Convert words into wordIDs. : Google system converts search words to wordID
Seek to the start of the doclist in the short barrel for every word. : It starts looking for barrels with the inverted index created by the sorter.
Scan through the doclists until there is a document that matches all the search terms. : Find the document.
Compute the rank of that document for the query. : Calculate the Page Rank for the found documents.
If we are in the short barrels and at the end of any doclist, seek to the start of the doclist in the full barrel for every word and go to step 4. : 전체 Barrel에 대해, 문서를 찾는 과정을 반복한다. For the entire barrel, repeat the document retrieval process.
If we are not at the end of any doclist go to step 4.
Sort the documents that have matched by rank and return the top k. : Search results are displayed by calculating the PageRank of documents that match the word the user is looking for.
3. Ranking System
"Google considers each hit to be one of several different types (title, anchor, URL, plain text large font, plain text small font, ...), each of which has its own type-weight."(Sergey Brin and Lawrence Page 1998)1) Google tries to judge the intent of the content based on various elements of the text.
"Google counts the number of hits of each type in the hit list. Then every count is converted into a count-weight. Count-weights increase linearly with counts at first but quickly taper off so that more than a certain count will not help."(Sergey Brin and Lawrence Page 1998)1) It checks how many key words appear in the body text, but if it exceeds a certain level, it is said to be ignored. The meaning of this is that when writing content in SEO work, you should know that meaninglessly writing the same word multiple times has no effect on the ranking system. However, we can also see here that a certain amount of repetition can have a significant effect.

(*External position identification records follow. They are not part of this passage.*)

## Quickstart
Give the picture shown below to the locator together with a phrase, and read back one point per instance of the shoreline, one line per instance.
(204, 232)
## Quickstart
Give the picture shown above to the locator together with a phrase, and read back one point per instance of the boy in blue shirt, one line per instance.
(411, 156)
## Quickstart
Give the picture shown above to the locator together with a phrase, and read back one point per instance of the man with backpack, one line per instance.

"Now multiple hit lists must be scanned through at once so that hits occurring close together in a document are weighted higher than hits occurring far apart. The hits from the multiple hit lists are matched up so that nearby hits are matched together."(Sergey Brin and Lawrence Page 1998)1) When searching using multiple words, a rather complicated calculation is involved. And it seems that how close the hits are in the same document was also one of the criteria for determining. Although no one can be sure that this calculation method is still valid now, there is still a possibility that the keyword selection and the location of the keyword are one of several Ranking Factors.
4. Conclusion
As a result of looking at Google's papers that are more than 20 years old, I think that their basic mechanisms then and now have not changed much at the High Level. But, as always, at the Low Level, Google would have continued to advance their tech, and most people, including me, are unaware of the details. However, if you look at the current technology trends, I think that Google has also developed a lot of the latest data analysis algorithms called artificial intelligence for more efficient indexer and sorting. In the meantime, if we see that the technology to understand the sentences used by humans as a search term and to understand its intention is increasing, as SEO experts, we can make the intention of the content more clear and provide a clear signal to the search engine. SEO devices need to be recognized and used more clearly. Also, Google is developing many services for Localization. Google Business Profile is a representative service among them, and when you look at this trend, it is clear that the local name is acting as a major variable in their keyword extraction algorithm. SEO managers need to take advantage of that.